Polyglot Emacs 20.4

A look at multilingual Emacs.

Ken'ichi Handa's Mule (multilingual Emacs) first appeared at the end of 1992. After almost five years, the Mule enhancements were included with GNU Emacs 20.x. For those of us who have yearned for multi-script capability since our first encounter with a computer (more than twenty years ago), it has been a long and often frustrating wait. We are now at GNU Emacs version 20.4 and things are finally beginning to look interesting to people who wish to work with multiple scripts on Linux. I am using Emacs for translation, exegesis and preparing reference material in multiple scripts.

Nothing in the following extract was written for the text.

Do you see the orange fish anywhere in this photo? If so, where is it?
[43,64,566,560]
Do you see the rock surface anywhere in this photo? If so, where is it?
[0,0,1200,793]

Who wants to install a special Japanese Linux just to be able to read a Japanese source file for a translation job or read and write Japanese e-mail? I want to be able to include Chinese bibliographies, text and notes in the papers I write. I would also like to be able to include Tibetan or Greek scripts for philosophical or technical terms, along with their transliteration into Latin script. When I am discussing the structure of Chinese characters, I want to be able to make comparisons with Egyptian hieroglyphs. I want my quotations of French and German to look like French and German. I want to be able to publish all this on web pages as well as my PostScript printer. Some high-priced programs are coming out that address these issues, but Emacs 20.4 is here now. It runs on the best generally available operating system in the world, GNU/Linux, and it is free.

Figure 1

As an example of using Emacs to prepare multi-script reference material, let's look at the Buddhist numerical lists I am currently working on. Without much difficulty, I can write this list with a pen on a piece of paper. See Figure 1 for a bitmap of a page from my handwritten list. (Apologies for my poor calligraphy.) To get these scripts into a computer text file requires an input method specific to each script. Fortunately, Emacs comes with Quail, which has a method to input each script in this example and many more.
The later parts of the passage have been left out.